08-10-2007, 11:46 PM
I have read that it could be possible for some one to change session varibles if you are using a shared hoast, if you leave the sessions in the defualt directory? is this correct? can i secure it by changing the directory?
i dont know much about this but on your server you can create a " _private " (or you already have one) folder and seemingly because its different from the _public (what you want the public to see) folder then the user cant access it or something like that, store it there and use the include php code it might do it but im really not the best person for that kind of stuff if im lucky ive got half of it right lol.
Im not totally sure if anyone can veiw the _private folder would be good to find out what happens.

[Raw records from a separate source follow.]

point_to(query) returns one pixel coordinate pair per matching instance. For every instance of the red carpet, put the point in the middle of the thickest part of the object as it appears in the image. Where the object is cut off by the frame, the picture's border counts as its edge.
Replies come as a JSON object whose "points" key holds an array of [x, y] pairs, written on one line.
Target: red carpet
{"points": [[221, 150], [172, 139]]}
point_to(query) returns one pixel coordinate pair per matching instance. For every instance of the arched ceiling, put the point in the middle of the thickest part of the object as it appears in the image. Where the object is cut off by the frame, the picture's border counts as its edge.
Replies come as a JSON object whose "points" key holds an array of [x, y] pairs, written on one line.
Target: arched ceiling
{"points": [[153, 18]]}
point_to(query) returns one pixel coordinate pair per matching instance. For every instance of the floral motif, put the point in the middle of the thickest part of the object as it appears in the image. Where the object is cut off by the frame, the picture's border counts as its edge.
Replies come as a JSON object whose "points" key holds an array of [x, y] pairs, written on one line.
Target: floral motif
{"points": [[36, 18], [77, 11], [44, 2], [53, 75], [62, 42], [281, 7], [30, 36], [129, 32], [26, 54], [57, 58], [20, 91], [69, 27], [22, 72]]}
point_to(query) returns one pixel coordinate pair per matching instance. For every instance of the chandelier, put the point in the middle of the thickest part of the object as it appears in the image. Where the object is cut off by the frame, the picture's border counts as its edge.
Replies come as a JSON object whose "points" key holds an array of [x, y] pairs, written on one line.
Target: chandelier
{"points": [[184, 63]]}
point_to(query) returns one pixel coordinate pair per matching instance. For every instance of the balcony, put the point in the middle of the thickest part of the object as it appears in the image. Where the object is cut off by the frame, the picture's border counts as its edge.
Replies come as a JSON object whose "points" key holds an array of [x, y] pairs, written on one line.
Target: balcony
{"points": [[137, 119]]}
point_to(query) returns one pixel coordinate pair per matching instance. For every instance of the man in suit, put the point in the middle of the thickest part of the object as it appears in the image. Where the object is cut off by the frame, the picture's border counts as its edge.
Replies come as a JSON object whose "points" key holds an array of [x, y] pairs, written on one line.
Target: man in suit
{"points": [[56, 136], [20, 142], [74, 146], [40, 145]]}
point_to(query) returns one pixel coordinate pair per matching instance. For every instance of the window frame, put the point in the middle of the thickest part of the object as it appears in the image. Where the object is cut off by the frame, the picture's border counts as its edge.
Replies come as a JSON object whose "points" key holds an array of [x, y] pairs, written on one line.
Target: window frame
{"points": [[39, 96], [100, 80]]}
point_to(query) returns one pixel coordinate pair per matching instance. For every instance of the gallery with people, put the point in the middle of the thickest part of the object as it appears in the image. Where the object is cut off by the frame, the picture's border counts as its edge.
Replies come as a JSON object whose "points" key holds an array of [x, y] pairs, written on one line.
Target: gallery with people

(make sure you back things up before trying anything as im probably wrong)
ralph l mayo
08-11-2007, 06:38 AM
It's possible; it all depends on your host's configuration. Read the responses here for an explanation. (http://bugs.php.net/bug.php?id=28242) Look at your phpinfo() and see if it looks like the tmp directory is specific to your vhost, and look at the ownership and permissions of that directory. If you can't tell what's going on ask your host about it. It's marginally safer to store session data yourself in your database, where other users at least have to compromise your password or the password of a database superuser to poke around. Honestly even if it all checks out there's no legitimate expectation of privacy or security on a shared host. Consider virtual private hosting, which is getting very much cheaper lately, if you're doing anything where the consequences of having all your data exposed would be more than just annoying.